Take the algebraic expression as \({\bf{u}} + \left( { - {\bf{u}}} \right)\). Here, \({\bf{u}} = \left( {{u_1},...,{u_n}} \right)\).

To obtain \( - {\bf{u}}\), take \( - 1\) as a scalar multiple, which is shown below:

\(\begin{aligned}{c} - {\bf{u}} &= - \left( {{u_1},...,{u_n}} \right)\\ &= - {u_1},..., - {u_n}\end{aligned}\)

Simplify \({\bf{u}} + \left( { - {\bf{u}}} \right)\) by using \({\bf{u}} = \left( {{u_1},...,{u_n}} \right)\), and \( - {\bf{u}} = - {u_1},..., - {u_n}\) as shown below:

\(\begin{aligned}{c}{\bf{u}} + \left( { - {\bf{u}}} \right) &= \left( {{u_1},...,{u_n}} \right) + \left( { - {u_1},..., - {u_n}} \right)\\ &= \left[ {{u_1} + \left( { - {u_1}} \right),...,{u_n} + \left( { - {u_n}} \right)} \right]\\ &= \left( {{u_1} - {u_1},...,{u_n} - {u_n}} \right)\\ &= \left( {0,...,0} \right)\\ &= {\bf{0}}\end{aligned}\)

Thus, \({\bf{u}} + \left( { - {\bf{u}}} \right) = 0\).
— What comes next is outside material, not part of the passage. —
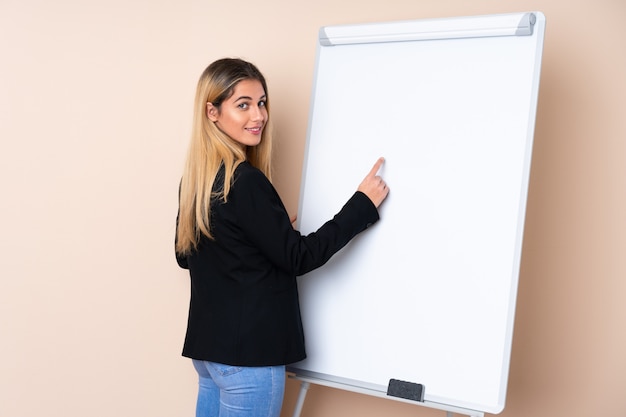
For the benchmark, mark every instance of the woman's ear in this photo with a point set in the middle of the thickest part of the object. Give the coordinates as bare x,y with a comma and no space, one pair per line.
211,112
To show that \({\bf{u}} + \left( { - {\bf{u}}} \right) = \left( { - {\bf{u}}} \right) + {\bf{u}} = 0\), simplify another part \(\left( { - {\bf{u}}} \right) + {\bf{u}}\) as shown below:

\(\begin{aligned}{c}\left( { - {\bf{u}}} \right) + {\bf{u}} &= \left( { - {u_1},..., - {u_n}} \right) + \left( {{u_1},...,{u_n}} \right)\\ &= \left[ {\left( { - {u_1}} \right) + {u_1},...,\left( { - {u_n}} \right) + {u_1}} \right]\\ &= \left( { - {u_1} + {u_1},..., - {u_n} + {u_n}} \right)\\ &= \left( {0,...,0} \right)\\ &= {\bf{0}}\end{aligned}\)

Hence, it is proved that \({\bf{u}} + \left( { - {\bf{u}}} \right) = \left( { - {\bf{u}}} \right) + {\bf{u}} = 0\).

Consider the algebraic property \(c\left( {d{\bf{u}}} \right) = \left( {cd} \right){\bf{u}}\).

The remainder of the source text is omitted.